9/6/19 – Get a job Sly

In reading through Gardner’s book for our in-class assignment, this being my second time going through the text now, I am again troubled by his introduction to the creative process. This isn’t anything reflective of the general information he is giving – which is as sound in this chapter as in all others – or even in his tone, which alternates between something resembling jocular informality and something else that one can’t help but feel at a base level is unabashedly acerbic. Again, this is not at all what troubles me about this introduction!

But it does tie into it. For instance, Gardner’s assertion that “mastery [is] the art of breaking rules” (8) but that these rules must first be known to then be broken (correctly?) is solid advice, on any front, but especially in the artistic arena, where the concept of “rules” is some Platonic abstraction, an existential problem of no small measure that Gardner himself notes. You have to know the rules to break the rules, but you can never know the rules; and we all get a private in-joke chuckle out of that, but as far as providing practical advice to someone who wants to write, well it just doesn’t. His assertion is by no means wrong, but what it is is discouraging.

It’s not Gardner at fault any more than it is myself I suppose, because this is the very nature of didactic text trying to educate on a subject like art. He even mentions, by way of one example, in this chapter, how you would probably get more material for your writing out of time spent talking to people in bars about their jobs than you would actually working the jobs. Which probably isn’t wrong, but it goes to illustrate just how tangentially the creative process actually applies to real world concepts, or vice-versa. Break the rules. Or don’t. Who cares? Make sure you know them when you break them. But you won’t. But who cares? It’s a despicable conundrum, the sort of Catch-22 that makes you throw your character’s hands up. Until you realize that’s cliché and so you think about writing a different action instead, until you realize that ‘who cares?!’ and you go with the hands up gesture anyway, and it may or may not work given the context. It calls into being the nagging question: the very possibility of actually being able to learn good writing. Maybe it can’t be done!

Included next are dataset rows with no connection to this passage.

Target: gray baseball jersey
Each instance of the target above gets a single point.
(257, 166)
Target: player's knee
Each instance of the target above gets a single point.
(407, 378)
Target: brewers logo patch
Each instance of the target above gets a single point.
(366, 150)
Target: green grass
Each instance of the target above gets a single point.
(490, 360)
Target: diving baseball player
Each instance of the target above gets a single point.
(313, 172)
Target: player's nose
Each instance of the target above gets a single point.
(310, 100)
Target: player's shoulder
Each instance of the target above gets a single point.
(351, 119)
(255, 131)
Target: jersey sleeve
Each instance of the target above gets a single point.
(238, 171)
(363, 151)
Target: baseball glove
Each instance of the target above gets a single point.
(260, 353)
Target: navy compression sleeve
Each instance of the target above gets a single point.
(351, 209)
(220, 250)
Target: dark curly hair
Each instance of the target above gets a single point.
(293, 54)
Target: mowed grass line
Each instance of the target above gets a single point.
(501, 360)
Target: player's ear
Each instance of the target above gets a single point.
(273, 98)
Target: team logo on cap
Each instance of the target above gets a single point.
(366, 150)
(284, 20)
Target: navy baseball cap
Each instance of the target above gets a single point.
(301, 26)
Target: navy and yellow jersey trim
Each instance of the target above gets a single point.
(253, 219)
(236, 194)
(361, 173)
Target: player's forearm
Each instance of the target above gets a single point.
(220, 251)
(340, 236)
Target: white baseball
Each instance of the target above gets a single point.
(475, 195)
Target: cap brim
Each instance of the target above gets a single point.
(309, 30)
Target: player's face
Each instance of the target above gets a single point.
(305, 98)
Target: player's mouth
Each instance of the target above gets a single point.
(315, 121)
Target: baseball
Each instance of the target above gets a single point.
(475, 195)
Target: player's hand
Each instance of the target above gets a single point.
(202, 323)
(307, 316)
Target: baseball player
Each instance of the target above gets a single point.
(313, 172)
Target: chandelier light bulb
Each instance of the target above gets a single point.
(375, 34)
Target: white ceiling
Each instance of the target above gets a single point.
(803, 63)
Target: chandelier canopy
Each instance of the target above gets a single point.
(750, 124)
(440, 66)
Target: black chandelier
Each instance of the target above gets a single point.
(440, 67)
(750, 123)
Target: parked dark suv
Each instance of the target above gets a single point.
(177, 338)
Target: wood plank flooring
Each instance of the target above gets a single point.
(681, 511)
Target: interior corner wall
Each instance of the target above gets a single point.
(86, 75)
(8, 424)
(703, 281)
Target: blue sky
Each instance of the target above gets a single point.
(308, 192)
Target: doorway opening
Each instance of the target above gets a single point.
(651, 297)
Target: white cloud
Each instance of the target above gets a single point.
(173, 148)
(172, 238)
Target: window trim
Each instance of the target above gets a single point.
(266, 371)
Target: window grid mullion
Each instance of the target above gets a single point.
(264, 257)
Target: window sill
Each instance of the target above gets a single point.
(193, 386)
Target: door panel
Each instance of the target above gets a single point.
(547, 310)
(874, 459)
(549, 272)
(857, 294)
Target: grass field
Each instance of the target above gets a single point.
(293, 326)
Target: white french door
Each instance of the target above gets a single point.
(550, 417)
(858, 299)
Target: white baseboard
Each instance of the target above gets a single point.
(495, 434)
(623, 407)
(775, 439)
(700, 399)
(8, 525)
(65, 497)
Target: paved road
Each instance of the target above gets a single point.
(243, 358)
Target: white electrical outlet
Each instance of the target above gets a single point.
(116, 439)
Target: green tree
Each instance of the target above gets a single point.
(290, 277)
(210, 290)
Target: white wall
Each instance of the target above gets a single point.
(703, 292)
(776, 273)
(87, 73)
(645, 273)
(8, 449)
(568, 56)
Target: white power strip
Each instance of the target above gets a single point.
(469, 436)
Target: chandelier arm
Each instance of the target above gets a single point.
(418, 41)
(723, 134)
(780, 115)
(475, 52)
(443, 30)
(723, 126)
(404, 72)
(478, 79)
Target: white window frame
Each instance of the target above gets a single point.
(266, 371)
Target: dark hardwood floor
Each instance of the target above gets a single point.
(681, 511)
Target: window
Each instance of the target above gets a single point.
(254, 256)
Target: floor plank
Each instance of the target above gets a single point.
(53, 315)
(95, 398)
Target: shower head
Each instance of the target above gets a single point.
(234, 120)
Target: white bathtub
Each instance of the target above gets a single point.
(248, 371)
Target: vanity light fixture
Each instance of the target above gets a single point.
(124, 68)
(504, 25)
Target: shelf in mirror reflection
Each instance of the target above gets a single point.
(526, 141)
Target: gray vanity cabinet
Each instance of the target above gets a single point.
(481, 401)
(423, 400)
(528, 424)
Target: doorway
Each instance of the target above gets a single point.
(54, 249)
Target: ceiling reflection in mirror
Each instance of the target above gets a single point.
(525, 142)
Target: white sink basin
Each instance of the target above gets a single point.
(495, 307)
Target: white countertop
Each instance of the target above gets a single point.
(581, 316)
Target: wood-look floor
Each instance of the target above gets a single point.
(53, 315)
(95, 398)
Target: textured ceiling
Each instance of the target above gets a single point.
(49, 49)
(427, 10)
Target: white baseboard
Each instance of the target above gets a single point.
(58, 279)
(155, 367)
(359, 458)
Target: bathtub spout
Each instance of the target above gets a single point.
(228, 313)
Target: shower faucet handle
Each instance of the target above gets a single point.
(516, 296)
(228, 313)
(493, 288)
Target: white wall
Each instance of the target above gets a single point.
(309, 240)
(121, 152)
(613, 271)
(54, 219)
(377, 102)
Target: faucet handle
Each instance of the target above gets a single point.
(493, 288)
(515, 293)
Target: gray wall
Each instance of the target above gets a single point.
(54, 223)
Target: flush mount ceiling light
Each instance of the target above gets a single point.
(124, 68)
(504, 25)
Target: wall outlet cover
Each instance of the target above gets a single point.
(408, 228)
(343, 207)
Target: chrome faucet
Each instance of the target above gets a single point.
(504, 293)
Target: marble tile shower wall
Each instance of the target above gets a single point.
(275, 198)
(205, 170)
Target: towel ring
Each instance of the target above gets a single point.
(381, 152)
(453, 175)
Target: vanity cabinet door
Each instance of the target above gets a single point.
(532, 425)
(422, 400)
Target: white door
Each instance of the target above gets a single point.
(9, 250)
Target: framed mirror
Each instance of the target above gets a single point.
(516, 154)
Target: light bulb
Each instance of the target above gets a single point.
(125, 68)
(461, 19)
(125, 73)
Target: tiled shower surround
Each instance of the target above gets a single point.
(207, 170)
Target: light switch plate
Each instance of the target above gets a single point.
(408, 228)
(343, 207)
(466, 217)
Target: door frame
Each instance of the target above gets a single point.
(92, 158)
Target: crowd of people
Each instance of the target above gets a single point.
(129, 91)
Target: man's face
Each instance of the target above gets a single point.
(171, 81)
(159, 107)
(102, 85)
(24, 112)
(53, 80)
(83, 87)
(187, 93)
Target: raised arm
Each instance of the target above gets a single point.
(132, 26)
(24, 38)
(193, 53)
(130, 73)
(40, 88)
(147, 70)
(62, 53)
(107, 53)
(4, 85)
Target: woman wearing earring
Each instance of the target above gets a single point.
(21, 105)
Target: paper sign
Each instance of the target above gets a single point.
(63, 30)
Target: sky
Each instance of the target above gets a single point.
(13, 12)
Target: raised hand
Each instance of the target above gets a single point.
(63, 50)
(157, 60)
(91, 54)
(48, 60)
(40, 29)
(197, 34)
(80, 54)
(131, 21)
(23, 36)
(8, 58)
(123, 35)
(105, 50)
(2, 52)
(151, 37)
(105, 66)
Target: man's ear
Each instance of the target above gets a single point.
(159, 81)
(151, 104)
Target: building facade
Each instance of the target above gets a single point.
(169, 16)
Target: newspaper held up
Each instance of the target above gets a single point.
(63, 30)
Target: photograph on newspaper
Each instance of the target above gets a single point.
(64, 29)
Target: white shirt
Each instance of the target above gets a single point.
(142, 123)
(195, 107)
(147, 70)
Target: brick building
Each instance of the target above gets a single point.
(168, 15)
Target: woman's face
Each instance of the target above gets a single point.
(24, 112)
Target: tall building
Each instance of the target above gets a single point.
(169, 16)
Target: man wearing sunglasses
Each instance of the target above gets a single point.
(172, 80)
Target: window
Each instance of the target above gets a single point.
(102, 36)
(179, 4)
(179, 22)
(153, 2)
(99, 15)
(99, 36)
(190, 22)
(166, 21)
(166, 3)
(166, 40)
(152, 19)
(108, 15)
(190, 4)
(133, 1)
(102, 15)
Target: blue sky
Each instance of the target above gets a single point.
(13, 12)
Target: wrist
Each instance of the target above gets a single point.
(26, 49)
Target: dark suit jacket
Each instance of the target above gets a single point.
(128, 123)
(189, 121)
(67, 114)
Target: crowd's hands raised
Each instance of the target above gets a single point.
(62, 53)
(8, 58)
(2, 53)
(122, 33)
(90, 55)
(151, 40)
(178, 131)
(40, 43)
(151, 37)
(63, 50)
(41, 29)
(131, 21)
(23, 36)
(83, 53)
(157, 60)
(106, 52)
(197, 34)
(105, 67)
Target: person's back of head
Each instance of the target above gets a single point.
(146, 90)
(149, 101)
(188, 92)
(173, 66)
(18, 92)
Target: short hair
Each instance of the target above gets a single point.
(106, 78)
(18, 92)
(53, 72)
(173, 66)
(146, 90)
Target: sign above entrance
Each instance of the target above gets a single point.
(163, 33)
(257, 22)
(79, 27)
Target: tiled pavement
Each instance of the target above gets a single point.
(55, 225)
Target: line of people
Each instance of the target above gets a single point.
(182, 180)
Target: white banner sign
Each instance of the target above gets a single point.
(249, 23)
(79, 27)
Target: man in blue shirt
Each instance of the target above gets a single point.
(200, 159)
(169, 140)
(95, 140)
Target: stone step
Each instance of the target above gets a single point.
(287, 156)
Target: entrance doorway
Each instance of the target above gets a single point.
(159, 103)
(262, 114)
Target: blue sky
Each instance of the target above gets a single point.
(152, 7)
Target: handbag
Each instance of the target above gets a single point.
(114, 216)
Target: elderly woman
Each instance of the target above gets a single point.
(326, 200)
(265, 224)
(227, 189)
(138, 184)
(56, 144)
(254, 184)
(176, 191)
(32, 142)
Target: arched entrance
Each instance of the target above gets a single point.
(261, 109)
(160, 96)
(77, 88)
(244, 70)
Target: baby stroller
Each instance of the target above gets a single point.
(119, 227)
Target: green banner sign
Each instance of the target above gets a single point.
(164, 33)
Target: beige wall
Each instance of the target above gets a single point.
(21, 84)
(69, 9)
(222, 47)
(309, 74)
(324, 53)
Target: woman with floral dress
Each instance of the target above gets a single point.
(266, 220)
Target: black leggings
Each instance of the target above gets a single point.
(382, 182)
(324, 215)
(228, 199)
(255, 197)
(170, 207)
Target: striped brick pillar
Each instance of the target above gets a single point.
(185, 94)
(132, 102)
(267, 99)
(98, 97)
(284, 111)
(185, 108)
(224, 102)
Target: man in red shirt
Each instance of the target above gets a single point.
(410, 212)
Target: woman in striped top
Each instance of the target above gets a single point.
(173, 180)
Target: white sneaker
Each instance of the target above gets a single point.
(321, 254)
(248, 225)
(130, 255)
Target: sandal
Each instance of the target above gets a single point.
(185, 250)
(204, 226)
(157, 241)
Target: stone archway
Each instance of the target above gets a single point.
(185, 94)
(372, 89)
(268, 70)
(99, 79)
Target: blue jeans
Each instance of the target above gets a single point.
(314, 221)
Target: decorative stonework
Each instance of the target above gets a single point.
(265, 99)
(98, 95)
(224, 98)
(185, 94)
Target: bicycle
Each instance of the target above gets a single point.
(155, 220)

In later chapters, Gardner expounds on more concrete concepts that could be used to eventually talk even the most harried young writer off that proverbial ledge, but there is a certain amount of vague frustration – that Gardner absolutely recognizes and laments in his text – that comes along with the effort to learn to be a writer. Sometimes I worry, personally, introspectively, that the points he makes, ones I am familiar with, create an undue sense of timidity in my writing that will necessarily hamstring some bit of prose that should have never been strung, pulled taut, that should have been left flapping free, doing its thing in the wind. And then I read back over that sentence and think ‘Dear God, did you read that awful metaphor?! Please teach me these rules! I need to know!”

In other news, I added a cat to my story. I named it Chekhov. No I’m joking, I named it Gun. It sits there on the mantle, does nothing, and then wanders off, never to be seen again. In an alternate timeline it would have been named Schrodinger and wouldn’t have been there at all, but you can bet your ass it would have done something by the end of the story.